Helper functions for luciferase data
Project description
luciferase
Tool for plotting luciferase reporter data. Thanks due to Joshua Chiou and Mei-lin Okino for inspiration and contributions.
Installation
To use luciferase, you must first have python installed. Then, you can install luciferase using pip:
pip install luciferase
or
pip install --user luciferase
Command-line interface for barplots
Introduction
This introduction demonstrates a simple analysis of data in Excel format.

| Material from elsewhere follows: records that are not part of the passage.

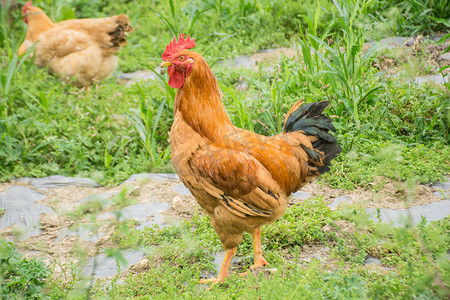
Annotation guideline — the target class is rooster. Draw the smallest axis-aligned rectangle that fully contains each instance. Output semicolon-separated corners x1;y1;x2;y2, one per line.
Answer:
161;34;341;283
18;1;133;87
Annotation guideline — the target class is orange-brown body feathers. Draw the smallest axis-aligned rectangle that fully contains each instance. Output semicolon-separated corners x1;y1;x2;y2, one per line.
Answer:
18;1;133;87
161;35;341;282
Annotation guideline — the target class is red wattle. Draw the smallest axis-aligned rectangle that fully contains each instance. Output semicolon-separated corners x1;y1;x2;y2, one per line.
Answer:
167;65;185;89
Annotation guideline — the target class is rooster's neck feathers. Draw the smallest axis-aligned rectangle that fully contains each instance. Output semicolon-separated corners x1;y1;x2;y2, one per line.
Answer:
175;51;236;142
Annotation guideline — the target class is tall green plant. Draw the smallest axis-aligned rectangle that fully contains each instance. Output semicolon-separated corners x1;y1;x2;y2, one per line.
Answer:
127;90;170;168
308;0;381;128
151;0;206;36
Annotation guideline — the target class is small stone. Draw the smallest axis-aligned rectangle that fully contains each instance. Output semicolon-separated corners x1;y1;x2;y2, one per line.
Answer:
328;196;352;209
121;173;178;185
30;175;101;190
250;267;278;277
441;52;450;60
130;258;150;274
292;191;311;200
364;256;381;265
40;213;60;227
172;183;192;196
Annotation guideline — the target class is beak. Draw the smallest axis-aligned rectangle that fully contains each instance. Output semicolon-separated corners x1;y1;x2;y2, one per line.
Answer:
160;60;172;68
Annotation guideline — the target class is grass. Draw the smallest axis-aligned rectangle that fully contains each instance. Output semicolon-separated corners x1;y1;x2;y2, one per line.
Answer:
75;198;450;299
0;0;450;299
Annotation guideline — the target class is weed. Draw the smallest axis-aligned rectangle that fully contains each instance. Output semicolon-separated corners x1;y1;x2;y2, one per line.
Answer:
0;239;50;299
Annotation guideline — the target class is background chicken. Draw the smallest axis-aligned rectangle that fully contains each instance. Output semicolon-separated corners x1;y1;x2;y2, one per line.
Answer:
19;1;133;87
161;34;341;283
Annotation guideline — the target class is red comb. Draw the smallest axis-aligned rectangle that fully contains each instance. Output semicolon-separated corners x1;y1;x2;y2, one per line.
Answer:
161;33;195;60
22;1;33;15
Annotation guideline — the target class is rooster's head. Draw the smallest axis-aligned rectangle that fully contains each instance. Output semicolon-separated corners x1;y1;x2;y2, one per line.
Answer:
161;33;195;89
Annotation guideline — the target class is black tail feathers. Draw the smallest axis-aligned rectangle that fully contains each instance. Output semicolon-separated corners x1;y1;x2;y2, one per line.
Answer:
284;101;342;174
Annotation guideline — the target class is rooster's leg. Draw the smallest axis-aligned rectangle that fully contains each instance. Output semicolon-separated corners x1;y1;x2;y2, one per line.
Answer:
250;228;269;269
200;247;237;284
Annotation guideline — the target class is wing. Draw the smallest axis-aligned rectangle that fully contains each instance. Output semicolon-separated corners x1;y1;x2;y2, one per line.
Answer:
186;138;285;218
57;15;134;51
35;27;95;67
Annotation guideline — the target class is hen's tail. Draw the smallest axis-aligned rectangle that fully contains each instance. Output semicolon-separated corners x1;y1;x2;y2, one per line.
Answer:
284;101;342;174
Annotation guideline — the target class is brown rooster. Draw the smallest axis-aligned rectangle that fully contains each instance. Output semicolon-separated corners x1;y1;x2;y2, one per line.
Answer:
18;1;133;87
161;34;341;283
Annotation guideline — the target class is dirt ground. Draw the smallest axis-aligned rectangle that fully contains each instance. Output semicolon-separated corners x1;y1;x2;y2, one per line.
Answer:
0;173;441;276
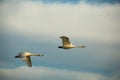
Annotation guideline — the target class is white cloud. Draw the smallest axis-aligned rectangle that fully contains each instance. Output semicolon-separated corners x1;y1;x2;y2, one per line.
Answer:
0;1;120;42
0;66;114;80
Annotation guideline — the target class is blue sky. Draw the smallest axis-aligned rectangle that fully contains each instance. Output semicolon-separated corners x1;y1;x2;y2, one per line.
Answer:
0;0;120;80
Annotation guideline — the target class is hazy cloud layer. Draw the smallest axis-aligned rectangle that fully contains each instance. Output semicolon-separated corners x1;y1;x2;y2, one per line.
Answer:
0;66;119;80
2;2;120;42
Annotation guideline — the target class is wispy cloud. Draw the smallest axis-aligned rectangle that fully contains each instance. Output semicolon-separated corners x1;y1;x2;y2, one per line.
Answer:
0;66;119;80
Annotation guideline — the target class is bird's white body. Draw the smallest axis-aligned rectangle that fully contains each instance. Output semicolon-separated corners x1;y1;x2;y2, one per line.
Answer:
58;36;86;49
15;52;43;67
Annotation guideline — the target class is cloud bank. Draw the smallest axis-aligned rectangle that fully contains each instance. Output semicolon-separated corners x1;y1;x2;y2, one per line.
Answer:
2;1;120;42
0;66;119;80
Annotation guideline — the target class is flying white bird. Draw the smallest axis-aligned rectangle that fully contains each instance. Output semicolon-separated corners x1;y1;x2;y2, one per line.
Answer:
15;52;43;67
58;36;86;49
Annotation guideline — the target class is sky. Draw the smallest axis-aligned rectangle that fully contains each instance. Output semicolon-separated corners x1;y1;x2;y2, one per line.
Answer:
0;0;120;80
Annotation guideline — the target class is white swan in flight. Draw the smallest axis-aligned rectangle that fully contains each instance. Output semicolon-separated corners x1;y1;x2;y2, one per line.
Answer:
58;36;86;49
15;52;43;67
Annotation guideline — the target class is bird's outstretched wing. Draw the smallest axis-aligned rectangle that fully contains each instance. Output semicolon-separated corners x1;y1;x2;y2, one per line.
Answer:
26;56;32;67
60;36;70;45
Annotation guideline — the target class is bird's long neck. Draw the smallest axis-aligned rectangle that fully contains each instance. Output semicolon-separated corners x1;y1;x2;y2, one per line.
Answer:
30;54;43;56
75;45;86;48
30;54;40;56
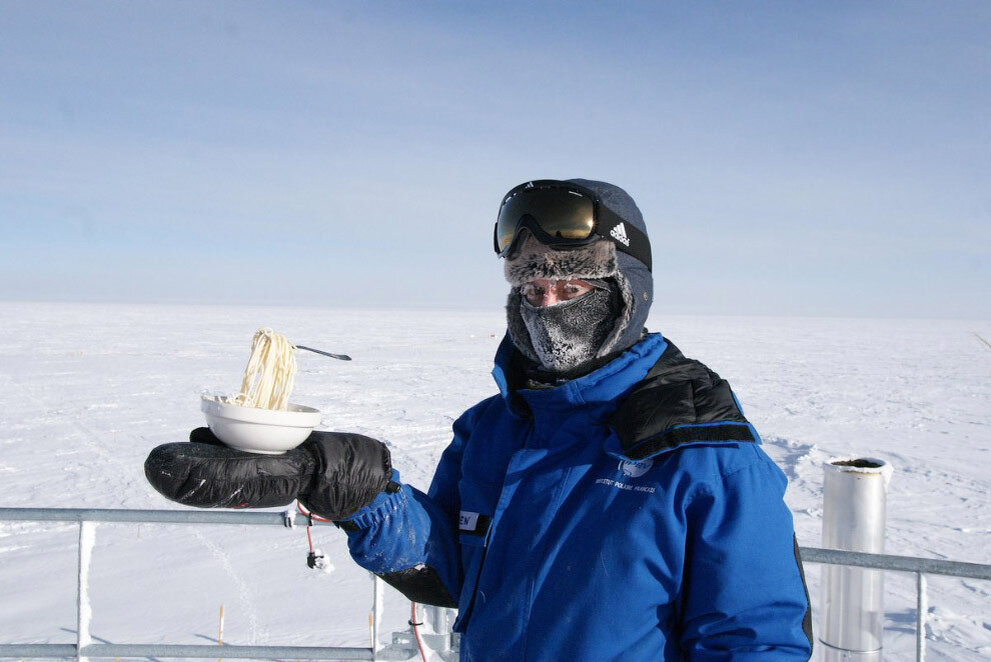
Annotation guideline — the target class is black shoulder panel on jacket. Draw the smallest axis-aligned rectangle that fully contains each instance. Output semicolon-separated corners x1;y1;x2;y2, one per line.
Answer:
379;565;458;609
609;341;756;460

Here is our example dataset, example-excel.xlsx:
The first row contains headers and subsequent rows contain firefly/renilla ratios normalized to the empty vector.
We can analyze these data by running:
luciferase-swarmplot example-excel.xlsx example-excel-plot.pdf
Here is the result:
We can also use input data with more columns to produce plots with more bars. For example:
luciferase-swarmplot example-excel-expanded.xlsx example-excel-expanded-plot.pdf
See the following sections for more details.
Barplots of enhancer activity
A command-line tool called luciferase-barplot for creating bar plots is
included. After installing luciferase, you can use it like this:
luciferase-barplot example.json example.pdf
luciferase-barplot example.csv example.png
luciferase-barplot example.tsv example.svg
luciferase-barplot example.xls example.pdf
luciferase-barplot example.xlsx example.png
JSON, CSV, TSV, or Excel files may be used as inputs, and output can be written in PDF, PNG, or SVG.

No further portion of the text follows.